June 6, 2016; Roanoke Times
The Commonwealth Institute for Fiscal Analysis released a report last week entitled “Weighing Support for Virginia’s Students,” the results of which indicate that Virginia provides about half as much funding for low-income students as compared to other states. This news is troubling as it comes on the heels of research by the National Center for Children in Poverty, which showed that an estimated 34 percent of children in Virginia live in low-income families.
Children from low-income families are unfortunately already at a disadvantage before even entering the school system. Research indicates that children of low-income families have significantly worse math and reading skills by the time they start grade school. This issue is compounded when we consider that children who live in poverty are often facing a slough of additional issues such as hunger, unsafe homes, and a lack of parental guidance. Without appropriate systems in place, these issues persist into adulthood, resulting in low educational achievement overall and lower lifetime earnings.

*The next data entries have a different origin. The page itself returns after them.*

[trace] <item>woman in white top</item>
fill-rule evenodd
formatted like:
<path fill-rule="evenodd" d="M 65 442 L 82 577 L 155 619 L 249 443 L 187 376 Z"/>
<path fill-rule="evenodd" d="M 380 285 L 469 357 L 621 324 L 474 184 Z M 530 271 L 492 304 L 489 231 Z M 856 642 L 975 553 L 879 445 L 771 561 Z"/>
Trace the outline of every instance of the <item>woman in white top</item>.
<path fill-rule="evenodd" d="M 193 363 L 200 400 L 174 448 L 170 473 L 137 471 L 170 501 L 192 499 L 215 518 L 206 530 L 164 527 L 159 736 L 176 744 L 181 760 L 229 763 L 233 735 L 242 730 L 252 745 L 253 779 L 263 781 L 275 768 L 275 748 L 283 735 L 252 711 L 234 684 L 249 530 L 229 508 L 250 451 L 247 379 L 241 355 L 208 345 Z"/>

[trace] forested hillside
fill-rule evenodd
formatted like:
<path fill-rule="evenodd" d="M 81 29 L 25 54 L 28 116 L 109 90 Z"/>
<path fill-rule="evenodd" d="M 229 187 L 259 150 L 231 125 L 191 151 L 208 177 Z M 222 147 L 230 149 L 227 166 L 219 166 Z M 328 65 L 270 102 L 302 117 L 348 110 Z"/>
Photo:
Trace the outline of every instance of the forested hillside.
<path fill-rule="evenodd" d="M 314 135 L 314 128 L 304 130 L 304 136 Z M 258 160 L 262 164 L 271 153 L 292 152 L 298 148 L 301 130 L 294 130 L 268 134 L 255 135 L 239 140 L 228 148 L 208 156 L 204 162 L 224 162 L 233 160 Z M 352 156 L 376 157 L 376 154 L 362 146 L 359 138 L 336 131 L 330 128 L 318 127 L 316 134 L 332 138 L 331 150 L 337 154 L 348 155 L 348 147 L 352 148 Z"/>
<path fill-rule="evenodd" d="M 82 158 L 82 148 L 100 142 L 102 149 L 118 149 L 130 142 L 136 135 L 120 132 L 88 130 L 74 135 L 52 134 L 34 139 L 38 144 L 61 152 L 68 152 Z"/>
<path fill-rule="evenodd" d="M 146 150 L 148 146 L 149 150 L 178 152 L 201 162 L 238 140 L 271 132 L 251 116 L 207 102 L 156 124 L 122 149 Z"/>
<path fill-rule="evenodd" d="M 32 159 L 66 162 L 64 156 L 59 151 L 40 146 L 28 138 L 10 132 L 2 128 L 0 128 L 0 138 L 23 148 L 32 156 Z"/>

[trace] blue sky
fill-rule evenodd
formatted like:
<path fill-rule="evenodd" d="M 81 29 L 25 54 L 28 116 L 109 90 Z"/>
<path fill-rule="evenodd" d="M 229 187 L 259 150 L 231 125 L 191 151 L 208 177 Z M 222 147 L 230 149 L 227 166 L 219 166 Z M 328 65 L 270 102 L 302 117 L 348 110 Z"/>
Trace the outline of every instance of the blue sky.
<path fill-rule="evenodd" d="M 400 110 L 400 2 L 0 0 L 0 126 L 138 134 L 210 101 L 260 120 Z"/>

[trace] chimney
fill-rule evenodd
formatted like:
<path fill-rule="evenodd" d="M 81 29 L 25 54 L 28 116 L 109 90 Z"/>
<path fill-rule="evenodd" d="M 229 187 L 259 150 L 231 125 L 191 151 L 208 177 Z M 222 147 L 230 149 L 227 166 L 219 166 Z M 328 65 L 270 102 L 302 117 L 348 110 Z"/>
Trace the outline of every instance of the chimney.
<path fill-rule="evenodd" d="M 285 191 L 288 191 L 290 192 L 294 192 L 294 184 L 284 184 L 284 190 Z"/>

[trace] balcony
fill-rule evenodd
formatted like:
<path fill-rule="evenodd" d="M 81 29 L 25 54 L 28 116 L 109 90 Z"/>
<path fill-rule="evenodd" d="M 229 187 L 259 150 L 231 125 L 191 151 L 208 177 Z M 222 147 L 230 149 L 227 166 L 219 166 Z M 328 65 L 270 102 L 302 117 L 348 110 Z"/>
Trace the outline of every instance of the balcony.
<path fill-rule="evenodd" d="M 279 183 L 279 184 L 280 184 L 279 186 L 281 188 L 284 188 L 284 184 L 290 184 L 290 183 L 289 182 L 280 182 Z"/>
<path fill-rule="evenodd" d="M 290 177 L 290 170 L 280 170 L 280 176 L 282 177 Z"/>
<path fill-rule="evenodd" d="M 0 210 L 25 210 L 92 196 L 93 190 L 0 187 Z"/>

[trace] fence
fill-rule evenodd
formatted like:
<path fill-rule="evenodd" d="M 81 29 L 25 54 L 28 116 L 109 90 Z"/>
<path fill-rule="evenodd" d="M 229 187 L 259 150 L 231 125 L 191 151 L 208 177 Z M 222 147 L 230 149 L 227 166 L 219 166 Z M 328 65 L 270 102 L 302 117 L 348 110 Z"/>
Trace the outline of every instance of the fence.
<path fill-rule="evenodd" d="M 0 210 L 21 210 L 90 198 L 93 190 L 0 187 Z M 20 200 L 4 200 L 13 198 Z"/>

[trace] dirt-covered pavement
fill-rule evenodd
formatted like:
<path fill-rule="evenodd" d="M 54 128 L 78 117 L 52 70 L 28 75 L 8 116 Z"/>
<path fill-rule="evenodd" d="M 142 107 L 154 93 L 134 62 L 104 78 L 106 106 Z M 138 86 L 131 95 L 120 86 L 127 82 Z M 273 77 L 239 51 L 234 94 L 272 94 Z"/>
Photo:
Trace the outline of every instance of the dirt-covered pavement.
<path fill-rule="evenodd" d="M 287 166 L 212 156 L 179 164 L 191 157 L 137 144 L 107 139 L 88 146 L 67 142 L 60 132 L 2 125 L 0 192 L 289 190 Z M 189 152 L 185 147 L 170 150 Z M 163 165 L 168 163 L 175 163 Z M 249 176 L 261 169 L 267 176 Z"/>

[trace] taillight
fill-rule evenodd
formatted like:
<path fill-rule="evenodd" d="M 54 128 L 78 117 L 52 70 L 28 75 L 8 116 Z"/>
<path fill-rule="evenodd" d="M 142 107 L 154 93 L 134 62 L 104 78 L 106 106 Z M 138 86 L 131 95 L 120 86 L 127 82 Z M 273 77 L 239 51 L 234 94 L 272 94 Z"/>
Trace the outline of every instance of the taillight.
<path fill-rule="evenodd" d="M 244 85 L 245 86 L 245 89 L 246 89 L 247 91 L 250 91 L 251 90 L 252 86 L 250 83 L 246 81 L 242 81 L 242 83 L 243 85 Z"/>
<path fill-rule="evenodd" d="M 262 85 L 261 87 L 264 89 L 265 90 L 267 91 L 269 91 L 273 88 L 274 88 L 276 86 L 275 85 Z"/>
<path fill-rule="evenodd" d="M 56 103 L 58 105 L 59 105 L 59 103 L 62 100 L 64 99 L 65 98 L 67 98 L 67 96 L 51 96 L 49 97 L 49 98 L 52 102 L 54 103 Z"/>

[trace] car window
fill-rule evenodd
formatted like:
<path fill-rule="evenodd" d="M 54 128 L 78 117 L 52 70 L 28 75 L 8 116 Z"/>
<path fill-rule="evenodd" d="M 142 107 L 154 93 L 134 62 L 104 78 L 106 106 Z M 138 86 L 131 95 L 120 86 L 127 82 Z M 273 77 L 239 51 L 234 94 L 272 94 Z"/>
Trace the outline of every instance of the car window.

A wide body of research suggests children who come from low-income families can reach the same levels of academic achievement as children from mid- to upper-level income families with adequate state funding. The Commonwealth Institute report found that it could cost as much as two-and-a-half times as much to ensure equal achievement. The additional funding pays for such programs as early childhood learning, afterschool instruction, and remediation for struggling students, as well as higher salaries to attract the best teachers.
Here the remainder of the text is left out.